As a sanity test, I did this:

create function s.t_count()
  returns int
  set search_path = pg_catalog, pg_temp
  language plpgsql
as $body$
declare
  cur refcursor := 'cur';
  n int not null := 0;
begin
  open cur for select v from s.t;
  move forward all in cur;
  get diagnostics n = row_count;
  move absolute 0 in cur;
  return n;
end;
$body$;

Then I timed these two alternatives on a test table with ten million rows.

select count(*) from s.t;
select s.t_count();

They both got the same answer. But my function took about twice as long as the native count(*). Mind you, with "only" 10 million rows (and using a PG cluster in a VM on my Mac Book) the times were tiny: ~600ms versus ~300ms.

Then I tried this:

create procedure s.p(tab in text, mode in text)
  set search_path = pg_catalog, pg_temp
  security definer
  language plpgsql
as $body$
declare
  cur       constant refcursor not null := 'cur';
  stmt      constant text      not null := format('select k, v from s.%I',     tab);
  cnt_stmt  constant text      not null := format('select count(*) from s.%I', tab);

  kk   int not null := 0;
  vv   int not null := 0;
  k    int;
  v    int;
  n    int not null := 0;
  cnt  int not null := 0;
begin
  case mode
    when 'naive' then
      execute cnt_stmt into cnt;
      for kk, vv in execute stmt loop
        n := n + 1;
        assert kk = n and vv = n*2;
      end loop;
      assert n = cnt;

    when 'refcursor' then
      open cur for execute stmt;
      move forward all in cur;
      get diagnostics cnt = row_count;
      move absolute 0 in cur;

      loop
        fetch cur into k, v;
        exit when not found;
        n := n + 1;
        assert k = n and v = n*2;
      end loop;
      close cur; -- Just as a formality.
      assert n = cnt;
  end case;
end;
$body$

I created my 10 million row table like this:

with g(v) as (select generate_series(1, 10*1000*1000))
insert into s.t(k, v) select g.v, (g.v)*2 from g;

And I timed each mode a few times to get a reasonable average. The naive mode took ~7.5 sec; and the refcursor mode took ~13 sec. I don't s'pose that the difference matters much (and anyway, in your use case, all those "create table" and "insert select" statements would dominate the times). But it seems safe to say that the refcursor mode doesn't _help_ performance. Moreover, because the naive mode uses the cursor mechanism under the covers, the memory consumption discussion is the same for both approaches.

I appreciate that, in the face of concurrent sessions making changes to the content of "s.t", and using the default "read committed" isolation level, the before-the-fact separate count(*) might disagree with the after-the-fact value from counting the rows that are traversed. And you need the count at the start of the loop so that you can create the right number of (sub)partitions. So I do see (because other considerations, including code complexity, are so similar) that the refcursor mode is more stylish. Maybe that's it.
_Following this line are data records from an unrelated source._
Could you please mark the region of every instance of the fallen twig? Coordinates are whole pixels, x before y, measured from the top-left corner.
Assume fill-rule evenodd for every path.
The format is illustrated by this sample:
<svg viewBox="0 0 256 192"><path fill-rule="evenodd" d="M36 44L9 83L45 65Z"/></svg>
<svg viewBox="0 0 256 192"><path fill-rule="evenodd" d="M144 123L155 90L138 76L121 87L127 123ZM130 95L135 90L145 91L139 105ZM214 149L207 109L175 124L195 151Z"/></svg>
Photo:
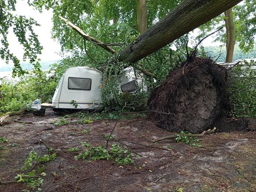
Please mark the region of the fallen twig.
<svg viewBox="0 0 256 192"><path fill-rule="evenodd" d="M71 180L71 181L64 181L62 182L60 182L60 183L58 183L57 184L54 184L52 185L51 185L50 186L49 186L48 188L47 188L46 191L44 191L44 192L46 192L48 190L49 190L50 188L51 188L52 187L55 186L56 186L56 185L59 185L60 184L64 184L65 183L74 183L74 182L76 182L77 181L83 181L83 180L85 180L86 179L89 179L89 178L90 177L91 177L92 176L93 176L98 171L98 170L99 170L99 169L100 168L100 167L98 167L98 168L96 169L96 171L95 171L93 173L92 173L92 174L91 174L91 175L88 176L88 177L86 177L85 178L82 178L82 179L75 179L75 180Z"/></svg>
<svg viewBox="0 0 256 192"><path fill-rule="evenodd" d="M22 178L24 179L31 179L32 178L38 177L40 175L34 175L34 176L22 176ZM14 183L19 183L18 180L19 179L19 177L17 177L12 180L2 181L0 180L0 184L12 184Z"/></svg>
<svg viewBox="0 0 256 192"><path fill-rule="evenodd" d="M25 108L23 108L18 111L10 111L6 113L5 114L0 117L0 125L2 125L3 121L6 118L14 115L20 115L25 112L26 110Z"/></svg>
<svg viewBox="0 0 256 192"><path fill-rule="evenodd" d="M112 135L112 134L113 134L113 132L114 132L114 129L115 129L115 128L116 128L116 126L117 126L117 125L119 121L117 121L116 122L116 124L115 124L115 125L114 126L114 127L113 127L113 129L112 129L112 131L111 132L111 133L110 134L110 136L108 136L107 138L107 144L106 144L106 149L108 148L108 144L109 144L109 141L110 140L111 136Z"/></svg>
<svg viewBox="0 0 256 192"><path fill-rule="evenodd" d="M182 135L187 137L202 137L205 134L210 134L214 132L217 128L215 127L212 129L209 129L207 131L204 131L200 134L183 134ZM173 134L171 135L165 136L157 139L153 139L152 142L159 142L160 141L168 139L175 139L177 137L177 134Z"/></svg>
<svg viewBox="0 0 256 192"><path fill-rule="evenodd" d="M38 144L40 144L41 143L42 143L46 146L46 149L47 149L48 150L49 150L49 151L55 150L54 149L53 149L51 147L49 147L49 146L46 143L46 142L45 142L44 140L43 140L42 139L39 140L39 142L38 142Z"/></svg>

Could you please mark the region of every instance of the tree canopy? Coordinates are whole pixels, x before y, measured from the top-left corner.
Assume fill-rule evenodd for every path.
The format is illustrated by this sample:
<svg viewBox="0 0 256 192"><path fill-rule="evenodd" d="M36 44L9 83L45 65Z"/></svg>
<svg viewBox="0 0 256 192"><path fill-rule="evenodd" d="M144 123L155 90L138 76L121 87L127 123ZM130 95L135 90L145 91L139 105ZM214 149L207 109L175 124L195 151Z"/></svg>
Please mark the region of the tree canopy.
<svg viewBox="0 0 256 192"><path fill-rule="evenodd" d="M17 15L16 4L16 0L0 0L0 54L1 58L7 63L10 61L13 62L14 75L23 75L25 71L21 67L19 59L9 50L8 34L11 30L23 47L23 60L28 59L36 68L40 67L37 55L41 54L43 49L33 28L39 24L33 18Z"/></svg>

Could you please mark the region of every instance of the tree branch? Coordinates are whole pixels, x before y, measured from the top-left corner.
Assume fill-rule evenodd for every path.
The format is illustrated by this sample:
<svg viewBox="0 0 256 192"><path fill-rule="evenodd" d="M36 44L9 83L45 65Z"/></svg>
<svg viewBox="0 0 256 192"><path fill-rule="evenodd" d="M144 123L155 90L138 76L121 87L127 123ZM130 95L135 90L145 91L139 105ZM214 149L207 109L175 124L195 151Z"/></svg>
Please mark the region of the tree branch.
<svg viewBox="0 0 256 192"><path fill-rule="evenodd" d="M80 35L81 35L82 37L83 37L86 40L92 43L96 43L99 46L102 47L104 50L107 50L108 51L111 53L116 53L117 52L115 50L114 50L110 46L105 45L103 42L92 37L91 37L88 34L85 33L81 29L80 29L78 26L75 25L74 24L73 24L70 21L68 21L67 19L63 17L62 17L60 16L59 16L59 17L61 18L61 19L65 21L68 26L69 26L70 27L72 28L73 29L74 29L75 31L76 31L77 33L79 33Z"/></svg>

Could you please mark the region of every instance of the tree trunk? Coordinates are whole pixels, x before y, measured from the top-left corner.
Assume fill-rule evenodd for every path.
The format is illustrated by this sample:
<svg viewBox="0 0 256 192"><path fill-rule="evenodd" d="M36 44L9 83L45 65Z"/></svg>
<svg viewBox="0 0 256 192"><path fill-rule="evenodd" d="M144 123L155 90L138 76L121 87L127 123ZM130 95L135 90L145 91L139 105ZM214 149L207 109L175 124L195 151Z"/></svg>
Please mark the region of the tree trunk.
<svg viewBox="0 0 256 192"><path fill-rule="evenodd" d="M231 63L233 61L233 55L234 49L236 44L236 35L235 33L235 25L233 18L233 11L232 8L225 12L224 19L226 26L226 49L227 55L226 56L226 62Z"/></svg>
<svg viewBox="0 0 256 192"><path fill-rule="evenodd" d="M135 63L210 21L242 0L185 0L119 54Z"/></svg>
<svg viewBox="0 0 256 192"><path fill-rule="evenodd" d="M137 30L140 34L147 29L147 8L146 0L137 0Z"/></svg>

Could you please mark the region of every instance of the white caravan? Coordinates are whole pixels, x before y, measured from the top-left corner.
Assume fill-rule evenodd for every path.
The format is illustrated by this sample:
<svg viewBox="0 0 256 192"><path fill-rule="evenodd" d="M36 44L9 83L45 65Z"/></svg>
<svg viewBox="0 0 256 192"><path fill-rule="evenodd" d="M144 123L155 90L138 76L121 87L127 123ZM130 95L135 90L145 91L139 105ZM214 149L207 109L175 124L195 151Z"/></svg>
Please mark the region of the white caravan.
<svg viewBox="0 0 256 192"><path fill-rule="evenodd" d="M132 92L137 91L138 85L143 84L142 78L136 80L132 67L127 68L125 71L125 74L118 81L120 91ZM101 71L87 67L69 68L64 74L56 89L53 97L53 109L55 111L59 111L61 109L97 109L102 103L102 87ZM143 90L146 90L145 85ZM75 101L74 103L73 100Z"/></svg>

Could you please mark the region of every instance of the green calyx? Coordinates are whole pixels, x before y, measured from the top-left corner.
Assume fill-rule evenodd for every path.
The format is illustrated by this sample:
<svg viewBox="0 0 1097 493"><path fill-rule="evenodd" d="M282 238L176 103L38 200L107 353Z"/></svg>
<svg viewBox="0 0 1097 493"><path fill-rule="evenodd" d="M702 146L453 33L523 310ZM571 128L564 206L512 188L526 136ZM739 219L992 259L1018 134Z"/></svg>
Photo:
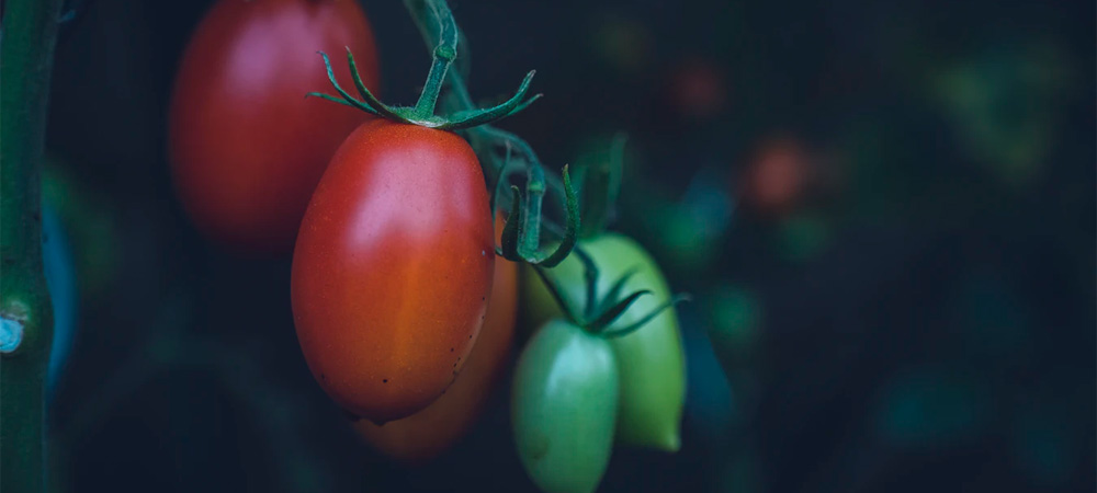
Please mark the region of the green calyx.
<svg viewBox="0 0 1097 493"><path fill-rule="evenodd" d="M584 252L580 248L575 248L574 252L576 255L578 255L579 260L583 262L584 280L587 289L586 305L583 307L581 313L578 312L577 307L573 307L570 303L566 301L566 299L562 295L563 291L561 286L556 284L556 280L553 278L552 273L550 271L545 270L542 266L534 265L533 272L535 272L538 276L541 277L541 280L544 283L545 287L548 288L548 293L552 295L553 299L564 311L564 314L567 316L567 318L573 323L575 323L578 326L581 326L585 331L591 334L600 335L606 339L613 339L613 337L621 337L624 335L629 335L640 330L647 322L658 317L659 313L661 313L664 310L674 307L679 302L688 301L690 299L688 295L676 295L675 297L670 298L670 300L656 307L648 313L641 317L635 322L625 326L615 328L613 330L607 330L607 328L613 324L613 321L615 321L619 317L621 317L621 314L624 313L625 310L627 310L633 302L635 302L641 297L651 295L652 291L647 289L641 289L631 293L626 296L622 296L622 291L624 290L624 285L629 282L629 279L633 275L636 274L636 271L629 271L613 283L613 285L610 287L609 291L607 291L604 296L598 297L597 295L597 286L599 277L598 266L590 259L590 256L586 252Z"/></svg>
<svg viewBox="0 0 1097 493"><path fill-rule="evenodd" d="M506 102L489 108L477 108L465 84L470 60L467 44L464 43L464 35L453 20L445 0L404 0L404 4L419 27L427 46L433 49L434 54L434 65L427 79L427 89L416 105L417 111L427 114L425 108L434 105L437 101L433 98L437 96L437 91L429 88L436 82L440 85L444 79L448 85L442 106L450 116L443 119L429 115L427 119L434 119L429 122L428 126L459 130L468 140L480 159L488 190L494 191L493 217L496 210L509 211L501 245L496 249L496 253L512 262L525 262L545 267L559 264L570 253L579 231L578 196L572 187L567 168L565 167L562 173L563 183L559 183L559 179L553 182L554 176L546 176L536 153L525 140L490 125L524 110L541 96L536 94L525 99L533 72L525 77L518 92ZM448 48L454 49L451 51ZM449 70L448 64L454 59L456 69ZM353 105L347 101L340 103ZM391 110L398 113L400 108ZM411 108L405 110L411 111ZM509 182L512 173L521 171L525 172L524 192L514 191ZM550 184L558 186L550 187ZM511 188L510 193L507 188ZM541 214L544 194L550 190L563 192L567 215L564 228L555 228L562 241L558 248L551 252L541 249L541 229L554 228L554 225L543 220Z"/></svg>
<svg viewBox="0 0 1097 493"><path fill-rule="evenodd" d="M358 66L354 64L354 55L350 53L350 48L347 49L347 64L350 66L354 89L358 90L359 98L361 99L354 98L339 85L335 71L331 69L331 60L324 51L319 51L319 55L324 58L324 66L328 71L328 80L331 81L331 85L339 93L339 96L320 92L310 92L308 96L321 98L355 107L371 115L393 122L438 128L440 130L461 130L497 122L524 110L541 98L541 94L535 94L525 99L525 93L530 89L530 82L533 80L534 73L533 70L530 70L525 74L525 78L522 79L522 83L518 87L514 95L498 105L486 108L465 108L449 115L436 115L434 110L438 105L438 96L442 91L443 82L446 81L446 76L451 72L450 66L457 58L457 42L461 36L457 24L453 20L453 14L444 1L428 1L426 2L426 7L436 21L433 25L438 28L438 44L432 51L433 61L430 66L430 72L427 74L427 83L423 84L422 93L419 94L419 101L415 106L389 106L377 100L366 89L365 84L362 83L362 77L358 72ZM451 83L453 79L453 74L450 74Z"/></svg>

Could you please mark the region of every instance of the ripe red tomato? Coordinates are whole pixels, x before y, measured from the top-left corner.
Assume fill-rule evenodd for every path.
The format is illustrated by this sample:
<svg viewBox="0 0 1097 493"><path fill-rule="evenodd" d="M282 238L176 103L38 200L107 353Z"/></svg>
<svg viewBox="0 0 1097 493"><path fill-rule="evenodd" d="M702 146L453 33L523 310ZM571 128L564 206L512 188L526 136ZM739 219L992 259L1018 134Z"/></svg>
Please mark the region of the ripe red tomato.
<svg viewBox="0 0 1097 493"><path fill-rule="evenodd" d="M347 411L384 423L453 382L485 317L484 175L454 134L373 121L336 151L293 253L297 340Z"/></svg>
<svg viewBox="0 0 1097 493"><path fill-rule="evenodd" d="M500 215L496 219L497 240L502 226ZM518 264L496 256L487 318L468 363L453 385L418 413L384 426L361 420L354 428L374 448L405 462L421 462L441 454L464 435L484 409L510 356L517 313Z"/></svg>
<svg viewBox="0 0 1097 493"><path fill-rule="evenodd" d="M169 116L188 215L237 249L286 252L339 144L369 115L305 100L331 87L316 54L350 47L377 87L373 33L355 0L222 0L194 33ZM336 77L350 80L346 64Z"/></svg>

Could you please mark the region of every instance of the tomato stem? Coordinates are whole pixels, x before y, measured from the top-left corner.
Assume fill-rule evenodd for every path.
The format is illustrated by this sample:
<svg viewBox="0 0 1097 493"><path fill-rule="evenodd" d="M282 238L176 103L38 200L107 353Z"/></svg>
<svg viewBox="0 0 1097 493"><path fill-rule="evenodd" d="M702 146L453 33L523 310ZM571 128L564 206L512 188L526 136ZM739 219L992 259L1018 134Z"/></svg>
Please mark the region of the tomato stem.
<svg viewBox="0 0 1097 493"><path fill-rule="evenodd" d="M11 0L0 43L0 491L45 491L44 382L53 311L42 263L46 105L61 0Z"/></svg>
<svg viewBox="0 0 1097 493"><path fill-rule="evenodd" d="M453 20L445 2L429 2L428 5L438 20L439 41L433 50L433 62L430 72L427 74L427 83L423 84L422 93L419 94L419 102L415 105L415 116L426 121L434 116L434 106L438 103L438 94L442 91L442 81L450 69L450 64L457 56L457 23Z"/></svg>

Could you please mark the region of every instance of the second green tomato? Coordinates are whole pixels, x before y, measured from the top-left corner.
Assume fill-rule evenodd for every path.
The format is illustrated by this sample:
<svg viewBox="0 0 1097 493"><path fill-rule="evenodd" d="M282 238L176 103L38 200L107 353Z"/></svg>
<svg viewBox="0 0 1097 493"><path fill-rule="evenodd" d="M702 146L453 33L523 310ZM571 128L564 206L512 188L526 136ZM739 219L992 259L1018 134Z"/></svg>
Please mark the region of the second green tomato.
<svg viewBox="0 0 1097 493"><path fill-rule="evenodd" d="M579 248L598 266L599 298L631 271L635 273L624 285L622 294L641 289L652 291L629 307L607 328L608 331L638 321L670 299L670 288L658 265L632 239L607 233L580 241ZM564 301L576 313L583 313L587 291L583 262L578 255L568 255L563 263L546 272L559 285ZM539 326L562 316L552 295L531 270L525 271L524 296L528 326ZM667 309L640 330L609 341L621 376L618 439L630 445L677 451L686 400L686 355L676 310Z"/></svg>

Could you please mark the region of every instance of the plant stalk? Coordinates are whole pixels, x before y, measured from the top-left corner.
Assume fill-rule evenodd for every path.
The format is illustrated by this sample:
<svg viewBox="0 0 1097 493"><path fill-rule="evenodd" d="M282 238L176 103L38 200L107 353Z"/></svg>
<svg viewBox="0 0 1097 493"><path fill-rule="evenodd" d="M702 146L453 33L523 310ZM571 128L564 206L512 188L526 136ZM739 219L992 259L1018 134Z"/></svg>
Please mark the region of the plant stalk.
<svg viewBox="0 0 1097 493"><path fill-rule="evenodd" d="M8 0L0 34L0 491L45 491L53 310L42 267L41 169L61 0ZM10 336L10 337L9 337Z"/></svg>

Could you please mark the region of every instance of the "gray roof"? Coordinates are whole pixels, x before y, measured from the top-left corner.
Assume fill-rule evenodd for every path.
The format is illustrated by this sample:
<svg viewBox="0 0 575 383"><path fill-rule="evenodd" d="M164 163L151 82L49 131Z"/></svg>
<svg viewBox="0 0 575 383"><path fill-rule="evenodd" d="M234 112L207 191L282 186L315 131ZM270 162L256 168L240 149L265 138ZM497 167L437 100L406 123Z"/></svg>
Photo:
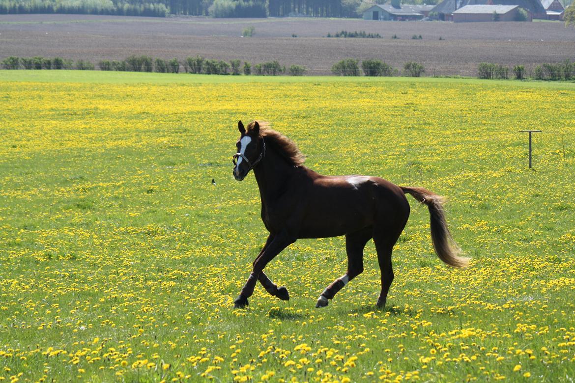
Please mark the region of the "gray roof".
<svg viewBox="0 0 575 383"><path fill-rule="evenodd" d="M376 4L369 9L366 10L366 11L376 7L383 9L388 13L398 16L422 16L421 12L431 10L434 6L402 4L400 7L396 7L391 4Z"/></svg>
<svg viewBox="0 0 575 383"><path fill-rule="evenodd" d="M459 13L489 14L493 12L503 14L517 8L518 5L466 5L457 10L453 11L454 14Z"/></svg>
<svg viewBox="0 0 575 383"><path fill-rule="evenodd" d="M457 6L455 7L455 2ZM436 5L432 12L438 13L453 13L455 8L458 9L466 5L487 5L489 0L443 0ZM498 5L518 5L532 14L545 14L545 9L539 0L492 0L493 4Z"/></svg>
<svg viewBox="0 0 575 383"><path fill-rule="evenodd" d="M553 0L541 0L541 5L543 6L543 8L547 9L552 2L553 2Z"/></svg>
<svg viewBox="0 0 575 383"><path fill-rule="evenodd" d="M551 5L553 4L554 2L554 0L541 0L541 5L543 6L543 8L547 9L550 6L551 6ZM563 4L561 4L561 2L558 2L561 5L561 7L564 9L565 8L563 6Z"/></svg>

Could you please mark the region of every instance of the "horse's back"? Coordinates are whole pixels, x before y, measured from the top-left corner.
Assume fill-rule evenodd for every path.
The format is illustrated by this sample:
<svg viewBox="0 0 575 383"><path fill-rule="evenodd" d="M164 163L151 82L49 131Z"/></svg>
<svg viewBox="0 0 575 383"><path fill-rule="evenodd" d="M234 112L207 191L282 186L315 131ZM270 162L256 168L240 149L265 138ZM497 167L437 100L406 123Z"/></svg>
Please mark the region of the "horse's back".
<svg viewBox="0 0 575 383"><path fill-rule="evenodd" d="M386 180L310 175L313 183L305 193L301 238L335 237L370 226L404 225L407 220L409 204L403 191Z"/></svg>

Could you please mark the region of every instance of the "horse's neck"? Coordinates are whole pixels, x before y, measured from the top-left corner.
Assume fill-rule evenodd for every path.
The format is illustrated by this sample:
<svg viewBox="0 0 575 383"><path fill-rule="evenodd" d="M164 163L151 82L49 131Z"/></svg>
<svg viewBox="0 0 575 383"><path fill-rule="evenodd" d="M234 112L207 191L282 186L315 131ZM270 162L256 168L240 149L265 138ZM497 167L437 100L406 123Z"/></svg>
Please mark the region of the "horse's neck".
<svg viewBox="0 0 575 383"><path fill-rule="evenodd" d="M297 171L297 168L288 164L275 150L268 149L265 157L254 168L262 203L267 204L274 196L282 194L286 183Z"/></svg>

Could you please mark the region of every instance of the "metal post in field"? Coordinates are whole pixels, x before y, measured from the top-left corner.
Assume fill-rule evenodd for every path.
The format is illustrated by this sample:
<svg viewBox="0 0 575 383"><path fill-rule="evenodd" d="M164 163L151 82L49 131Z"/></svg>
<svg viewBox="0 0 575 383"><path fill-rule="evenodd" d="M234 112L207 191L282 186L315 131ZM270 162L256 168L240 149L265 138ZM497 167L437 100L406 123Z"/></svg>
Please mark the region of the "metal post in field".
<svg viewBox="0 0 575 383"><path fill-rule="evenodd" d="M519 130L519 133L529 133L529 168L531 168L531 134L540 132L540 130Z"/></svg>

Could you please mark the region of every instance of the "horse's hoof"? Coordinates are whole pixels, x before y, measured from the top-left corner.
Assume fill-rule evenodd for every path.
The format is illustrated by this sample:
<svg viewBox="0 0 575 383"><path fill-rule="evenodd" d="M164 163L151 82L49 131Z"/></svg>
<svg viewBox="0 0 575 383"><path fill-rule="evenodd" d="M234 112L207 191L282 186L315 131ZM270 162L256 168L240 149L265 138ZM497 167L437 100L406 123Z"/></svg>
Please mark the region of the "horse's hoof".
<svg viewBox="0 0 575 383"><path fill-rule="evenodd" d="M317 299L317 303L316 303L316 308L319 307L325 307L329 303L329 301L327 300L327 298L324 297L323 295L320 295L320 297Z"/></svg>
<svg viewBox="0 0 575 383"><path fill-rule="evenodd" d="M278 291L275 293L275 296L282 300L289 300L289 293L288 292L288 289L283 286L278 288Z"/></svg>
<svg viewBox="0 0 575 383"><path fill-rule="evenodd" d="M248 303L247 297L244 296L241 294L240 294L240 296L233 301L234 308L243 308L249 305L250 303Z"/></svg>

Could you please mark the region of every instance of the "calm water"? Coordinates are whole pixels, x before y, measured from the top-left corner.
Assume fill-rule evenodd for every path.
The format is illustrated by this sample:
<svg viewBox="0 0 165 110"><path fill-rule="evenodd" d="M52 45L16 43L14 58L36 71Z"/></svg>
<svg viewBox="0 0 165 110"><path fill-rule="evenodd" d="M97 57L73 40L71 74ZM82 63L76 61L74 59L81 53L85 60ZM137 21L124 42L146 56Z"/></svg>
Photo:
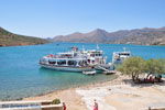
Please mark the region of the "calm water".
<svg viewBox="0 0 165 110"><path fill-rule="evenodd" d="M111 80L116 76L85 76L80 73L55 72L40 68L38 58L46 54L68 51L72 46L96 48L96 44L59 43L33 46L0 47L0 100L36 96L56 89L64 89ZM112 52L129 48L134 56L143 58L165 58L165 46L140 46L100 44L111 62Z"/></svg>

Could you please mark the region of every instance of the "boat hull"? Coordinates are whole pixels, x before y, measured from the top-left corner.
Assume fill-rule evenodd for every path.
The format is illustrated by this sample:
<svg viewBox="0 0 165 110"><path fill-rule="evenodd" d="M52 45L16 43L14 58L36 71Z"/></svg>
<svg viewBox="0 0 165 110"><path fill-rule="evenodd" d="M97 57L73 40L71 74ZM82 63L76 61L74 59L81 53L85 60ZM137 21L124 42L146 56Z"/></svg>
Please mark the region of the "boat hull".
<svg viewBox="0 0 165 110"><path fill-rule="evenodd" d="M54 70L61 70L61 72L86 72L86 70L92 70L92 67L68 67L68 66L52 66L52 65L43 65L40 64L41 67L54 69Z"/></svg>

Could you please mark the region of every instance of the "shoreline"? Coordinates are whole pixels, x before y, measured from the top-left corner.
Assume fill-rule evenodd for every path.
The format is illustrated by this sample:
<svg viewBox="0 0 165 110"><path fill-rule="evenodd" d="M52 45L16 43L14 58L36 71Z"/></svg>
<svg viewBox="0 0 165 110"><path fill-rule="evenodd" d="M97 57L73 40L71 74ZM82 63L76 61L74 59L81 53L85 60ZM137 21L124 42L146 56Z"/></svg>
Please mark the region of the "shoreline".
<svg viewBox="0 0 165 110"><path fill-rule="evenodd" d="M100 110L165 108L165 100L160 100L165 98L165 82L133 85L128 76L118 74L118 78L111 81L57 90L23 100L53 100L55 98L65 102L68 110L91 110L94 99L98 101ZM133 108L135 106L138 107Z"/></svg>

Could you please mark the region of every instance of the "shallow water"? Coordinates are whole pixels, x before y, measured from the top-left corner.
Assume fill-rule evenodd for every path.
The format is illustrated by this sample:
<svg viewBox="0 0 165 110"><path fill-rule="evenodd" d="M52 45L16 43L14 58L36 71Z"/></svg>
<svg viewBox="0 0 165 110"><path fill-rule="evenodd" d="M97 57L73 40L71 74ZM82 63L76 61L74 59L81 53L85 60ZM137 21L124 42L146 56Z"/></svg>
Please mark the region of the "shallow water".
<svg viewBox="0 0 165 110"><path fill-rule="evenodd" d="M116 76L85 76L80 73L55 72L41 68L40 57L46 54L66 52L72 46L92 50L96 44L53 43L31 46L0 47L0 100L19 99L36 96L57 89L76 87L91 82L111 80ZM141 46L99 44L111 62L112 52L129 48L134 56L147 58L165 58L165 46Z"/></svg>

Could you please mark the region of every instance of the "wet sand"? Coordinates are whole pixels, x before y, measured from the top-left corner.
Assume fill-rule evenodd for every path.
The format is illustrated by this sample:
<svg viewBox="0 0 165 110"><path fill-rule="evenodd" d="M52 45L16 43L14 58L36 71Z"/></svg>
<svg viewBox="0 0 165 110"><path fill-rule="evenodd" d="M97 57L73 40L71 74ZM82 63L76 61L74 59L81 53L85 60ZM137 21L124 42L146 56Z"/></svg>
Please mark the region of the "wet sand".
<svg viewBox="0 0 165 110"><path fill-rule="evenodd" d="M92 110L95 99L99 110L165 108L165 82L134 85L128 76L119 75L112 81L58 90L24 100L53 100L55 98L64 101L67 110Z"/></svg>

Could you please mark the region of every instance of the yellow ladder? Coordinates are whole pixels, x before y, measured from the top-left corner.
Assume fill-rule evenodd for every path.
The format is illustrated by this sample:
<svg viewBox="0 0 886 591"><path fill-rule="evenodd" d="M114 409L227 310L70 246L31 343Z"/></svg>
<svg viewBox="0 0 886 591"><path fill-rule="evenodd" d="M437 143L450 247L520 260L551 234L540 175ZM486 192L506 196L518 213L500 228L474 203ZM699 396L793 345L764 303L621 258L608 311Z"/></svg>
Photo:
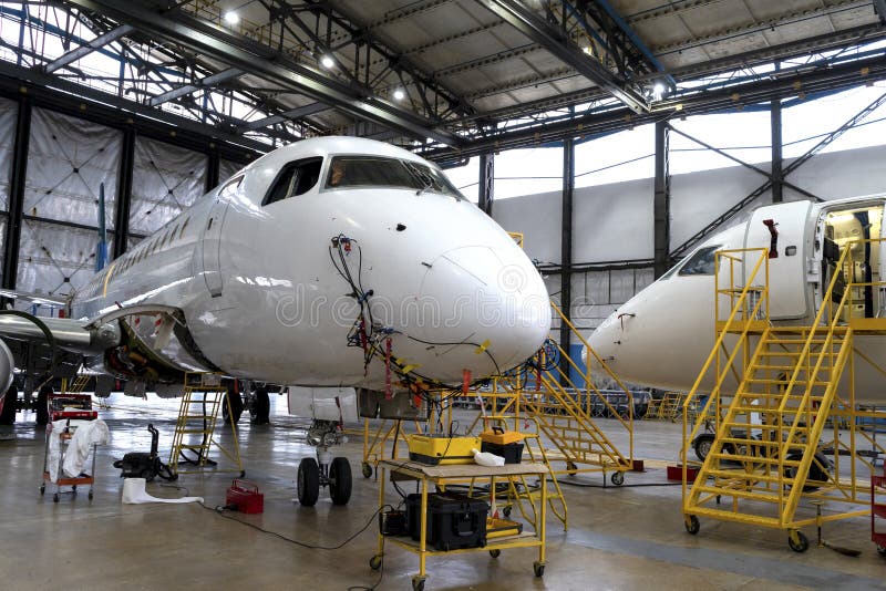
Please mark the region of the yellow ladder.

Certainly, it was very useful to think about this and to try the tests that I did. So thank you very much for showing me your code.
————————————————————

Finally, I see how an understanding of internals helps the understanding of performance-related question. But I find it very hard to accept that I should read the C implementation of PostgreSQL in order to get the proper mental model, and the proper terms of art, that I need to understand it semantics (and the corresponding SQL and PL/pgSQL syntax). Having said that, I did a little test an saw that this:

move last in cur;
get diagnostics n = row_count;

reported just 1—in contrast to what you used:

move forward all in cur;

I've no idea how it's possible to navigate to the last result in the set without knowing how many there are. Maybe that fact is there internally—but with no explicit SQL or PL/pgSQL exposure of the value.